Labelme2YOLO

Labelme2YOLO is a convenient tool designed to convert datasets annotated with Labelme into the YOLO format, streamlining the dataset preparation process for YOLO model training.

In addition to format conversion, it offers:

Grouping of raw images and Labelme JSON annotations by predefined flags.
Visualization of label aspect ratios and object sizes for comprehensive exploratory data analysis.

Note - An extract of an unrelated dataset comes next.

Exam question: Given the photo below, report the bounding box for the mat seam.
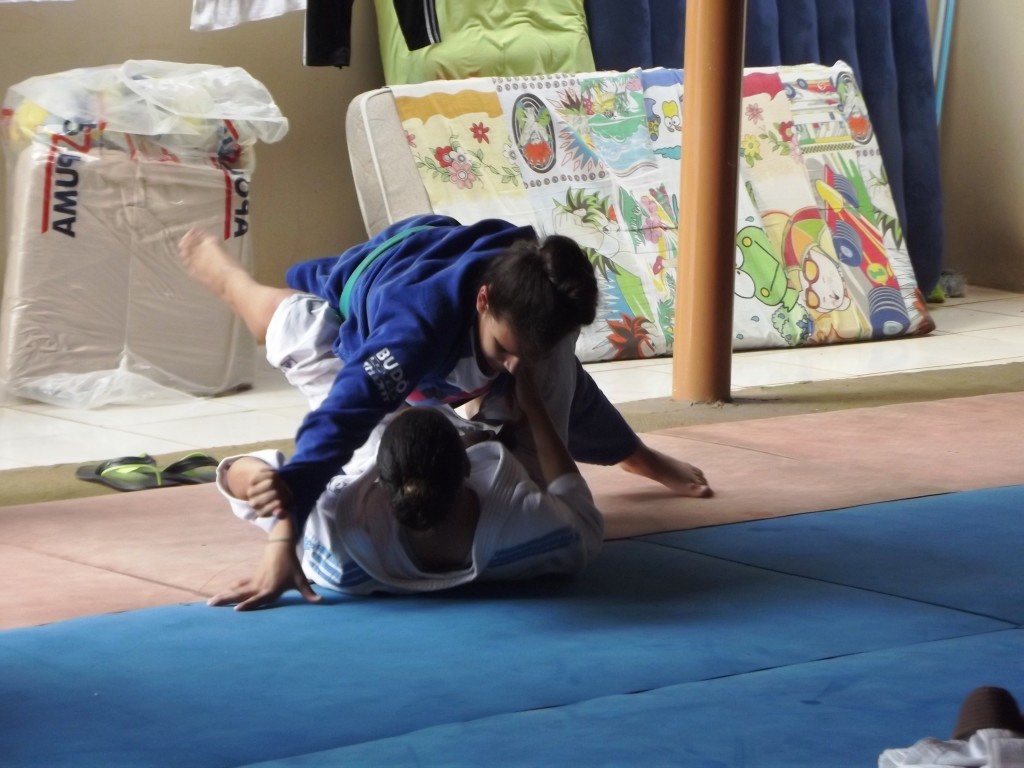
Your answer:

This helps users better understand their dataset distribution and quality before training YOLO models.

Why use Labelme2YOLO?

Simplifies converting Labelme JSON annotations into YOLO-compatible text files.
Automatically splits your dataset into train, validation, and test sets by configurable ratios.
Supports filtering and grouping images by annotation flags.
Generates dataset visualization and class distribution plots.
Produces a ready-to-use dataset directory structure compatible with YOLO training frameworks.

Prerequisites

Before using this tool, please label your images using Labelme, a powerful open-source polygonal annotation tool in Python.

Once your dataset is ready, Labelme2YOLO will help prepare it for training with YOLO models.

For training your YOLO models, we recommend using the comprehensive YOLO Training Framework which supports streamlined workflows for training, validation, testing, and deployment.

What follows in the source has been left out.